Forschende des PSI haben eine dynamische Datenbank für den Rohstoff Vanadium aufgebaut. Vanadium ist ein Metall mit grossem Potenzial für die Energiewende: Sogenannte Vanadium-Redox-Flow-Batterien (VRFB) können Strom über längere Zeiträume speichern als die weitverbreitete Lithium-Ionen-Technologie. Deshalb sind sie besonders geeignet, Überschüsse von Wind- und Sonnenstrom in grossen Anlagen zu speichern und später wieder einzuspeisen. So können sie als Energiepuffer dienen, die das Stromnetz stabilisieren und die Versorgung auch während sogenannter Dunkelflauten gewährleisten, wenn weder Wind noch Sonne ausreichend Strom liefern.
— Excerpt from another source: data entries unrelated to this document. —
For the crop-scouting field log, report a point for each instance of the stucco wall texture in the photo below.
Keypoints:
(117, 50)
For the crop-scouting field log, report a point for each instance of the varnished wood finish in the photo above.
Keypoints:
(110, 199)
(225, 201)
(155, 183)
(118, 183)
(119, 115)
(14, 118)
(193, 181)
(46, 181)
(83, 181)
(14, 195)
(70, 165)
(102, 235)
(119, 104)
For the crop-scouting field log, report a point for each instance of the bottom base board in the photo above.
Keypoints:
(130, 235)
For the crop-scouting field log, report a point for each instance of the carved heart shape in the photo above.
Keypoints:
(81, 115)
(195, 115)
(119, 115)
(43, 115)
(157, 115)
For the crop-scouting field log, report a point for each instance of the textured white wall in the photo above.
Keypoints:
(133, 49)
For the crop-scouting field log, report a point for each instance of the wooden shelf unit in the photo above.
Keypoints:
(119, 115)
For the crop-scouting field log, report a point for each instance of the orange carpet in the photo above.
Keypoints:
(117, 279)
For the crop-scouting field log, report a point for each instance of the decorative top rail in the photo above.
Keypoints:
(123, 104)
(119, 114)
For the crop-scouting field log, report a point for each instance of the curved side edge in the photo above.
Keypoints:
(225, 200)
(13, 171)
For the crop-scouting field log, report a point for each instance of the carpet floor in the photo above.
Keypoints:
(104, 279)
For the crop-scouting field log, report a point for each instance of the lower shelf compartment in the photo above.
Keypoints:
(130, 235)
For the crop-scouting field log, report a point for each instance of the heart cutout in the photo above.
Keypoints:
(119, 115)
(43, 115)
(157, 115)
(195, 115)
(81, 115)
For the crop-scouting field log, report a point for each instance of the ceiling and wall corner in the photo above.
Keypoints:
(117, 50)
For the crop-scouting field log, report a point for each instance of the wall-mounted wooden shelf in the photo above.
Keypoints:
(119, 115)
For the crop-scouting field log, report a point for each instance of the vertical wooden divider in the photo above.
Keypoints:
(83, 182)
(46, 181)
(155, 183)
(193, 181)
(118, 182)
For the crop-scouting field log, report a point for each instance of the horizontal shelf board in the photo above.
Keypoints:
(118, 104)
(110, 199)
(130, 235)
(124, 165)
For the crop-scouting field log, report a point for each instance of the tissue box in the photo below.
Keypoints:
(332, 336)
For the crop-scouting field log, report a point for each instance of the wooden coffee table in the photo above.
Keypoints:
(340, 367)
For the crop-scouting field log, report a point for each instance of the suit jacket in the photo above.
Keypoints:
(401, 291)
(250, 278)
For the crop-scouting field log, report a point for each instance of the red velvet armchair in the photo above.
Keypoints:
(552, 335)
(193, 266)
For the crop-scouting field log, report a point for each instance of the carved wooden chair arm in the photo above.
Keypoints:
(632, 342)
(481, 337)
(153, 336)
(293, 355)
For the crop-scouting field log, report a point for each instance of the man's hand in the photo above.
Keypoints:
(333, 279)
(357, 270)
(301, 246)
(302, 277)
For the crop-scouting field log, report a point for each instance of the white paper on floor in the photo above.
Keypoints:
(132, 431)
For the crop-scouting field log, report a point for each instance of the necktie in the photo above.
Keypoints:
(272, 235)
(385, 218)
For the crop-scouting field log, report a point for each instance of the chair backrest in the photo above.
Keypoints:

Der Mangel an solchen Speicherlösungen gilt als eine der grössten Herausforderung für die Energiewende, denn Wind- und Sonnenstrom stehen weniger konstant zur Verfügung als Strom aus Kohle- oder Gaskraftwerken.
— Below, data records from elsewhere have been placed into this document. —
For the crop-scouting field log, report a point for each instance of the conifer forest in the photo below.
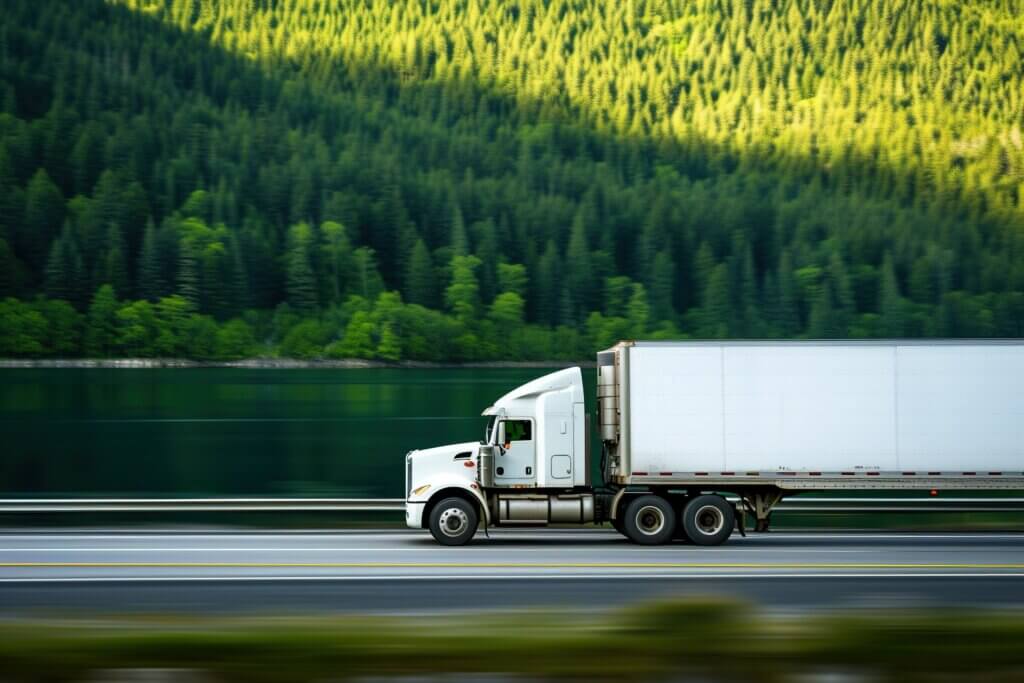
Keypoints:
(460, 180)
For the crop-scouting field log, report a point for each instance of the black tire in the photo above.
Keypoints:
(709, 520)
(649, 520)
(454, 521)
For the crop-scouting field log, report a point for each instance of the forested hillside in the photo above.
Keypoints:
(464, 179)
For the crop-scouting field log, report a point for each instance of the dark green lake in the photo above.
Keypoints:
(235, 431)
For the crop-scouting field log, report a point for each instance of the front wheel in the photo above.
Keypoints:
(709, 520)
(649, 520)
(454, 521)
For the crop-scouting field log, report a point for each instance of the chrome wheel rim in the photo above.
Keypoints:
(709, 520)
(454, 522)
(650, 519)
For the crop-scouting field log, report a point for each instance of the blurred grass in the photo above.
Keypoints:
(712, 639)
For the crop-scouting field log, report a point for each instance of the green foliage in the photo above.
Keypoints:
(650, 168)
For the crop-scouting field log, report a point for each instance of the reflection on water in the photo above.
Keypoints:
(233, 431)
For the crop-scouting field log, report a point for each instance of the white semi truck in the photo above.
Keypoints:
(689, 428)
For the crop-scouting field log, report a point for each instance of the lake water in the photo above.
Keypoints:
(235, 431)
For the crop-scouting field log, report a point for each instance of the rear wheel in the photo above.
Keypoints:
(709, 520)
(454, 521)
(649, 520)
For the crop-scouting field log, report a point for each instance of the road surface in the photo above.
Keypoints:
(51, 571)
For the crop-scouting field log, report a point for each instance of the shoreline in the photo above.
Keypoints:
(269, 364)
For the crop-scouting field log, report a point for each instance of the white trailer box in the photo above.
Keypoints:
(696, 436)
(817, 414)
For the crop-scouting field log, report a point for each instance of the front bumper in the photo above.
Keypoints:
(414, 514)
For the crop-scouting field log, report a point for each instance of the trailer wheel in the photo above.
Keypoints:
(454, 521)
(709, 520)
(649, 520)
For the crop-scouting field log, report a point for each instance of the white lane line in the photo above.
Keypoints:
(462, 578)
(500, 536)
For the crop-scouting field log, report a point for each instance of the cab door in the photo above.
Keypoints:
(516, 461)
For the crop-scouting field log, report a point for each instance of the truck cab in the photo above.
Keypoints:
(531, 467)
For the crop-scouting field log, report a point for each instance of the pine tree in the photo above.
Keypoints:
(367, 279)
(891, 307)
(150, 276)
(663, 281)
(420, 286)
(187, 287)
(301, 283)
(546, 286)
(43, 215)
(115, 270)
(580, 272)
(101, 325)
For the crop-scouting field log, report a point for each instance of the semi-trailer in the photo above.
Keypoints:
(697, 436)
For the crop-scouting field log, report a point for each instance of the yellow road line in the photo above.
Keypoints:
(531, 565)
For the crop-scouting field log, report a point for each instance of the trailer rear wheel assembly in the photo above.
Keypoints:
(454, 521)
(649, 520)
(709, 520)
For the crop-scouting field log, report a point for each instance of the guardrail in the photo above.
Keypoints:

Für die Datenbank hat Benjamin Rogers, Doktorand am PSI und an der ETH Zürich, im Team von Sarbajit Banerjee, Leiter des Labors für Batterieforschung am Zentrum für Energie- und Umweltwissenschaften des PSI und Professor für Chemie an der ETH Zürich, während mehr als zwei Jahren Daten von allen Akteuren der Vanadiumwirtschaft weltweit gesammelt – von Minenbetreibern bis hin zur verarbeitenden Industrie. Darunter sind Informationen über vermutete und bestätigte Erzvorkommen, aus denen sich Vanadium wirtschaftlich gewinnen liesse, geplante und realisierte Abbaumengen, Bedarf, Formen und Mengen der Verarbeitung, Preise sowie weitere relevante Kennzahlen. Alle Daten sind in eine Art «lebende Weltkarte» für Vanadium eingegangen, die ständig an aktuelle Entwicklungen angepasst wird und allen Akteuren der Branche – Unternehmen, Regierungen, Forschenden – zur Verfügung steht. «Es geht darum, eine verlässliche Basis für Investitions- und politische Entscheidungen zu schaffen», sagt Rogers. «Denn daran mangelt es bislang.» Dadurch sei der vergleichsweise noch recht kleine Vanadiummarkt sehr volatil. Das bedeutet, die Preise schwanken stark, weshalb sich viele Unternehmen scheuen, in den Abbau zu investieren. Die Versorgung mit dem Metall ist daher nicht zuverlässig gesichert.
Marktdominanz und Preisschwankungen
Obwohl es weltweit genügend Vanadiumvorkommen gibt, galt das Metall lange Zeit als zu selten und zu teuer für eine flächendeckende Lösung zur Speicherung von überschüssigem grünem Strom. Inzwischen sind die Preise zwar gefallen – allerdings so stark, dass geplante neue Minen in Australien wirtschaftlich vor dem Aus stehen. Hauptgrund für diese starken Schwankungen ist die Marktkonzentration: Über 60 Prozent der weltweiten Jahresproduktion von rund 150 000 Tonnen stammen aus China, der Rest fast ausschliesslich aus Russland, Südafrika und Brasilien. Länder wie Australien, Kanada, die USA und Kasachstan verfügen zwar ebenfalls über grosse Reserven, diese werden bisher jedoch kaum erschlossen.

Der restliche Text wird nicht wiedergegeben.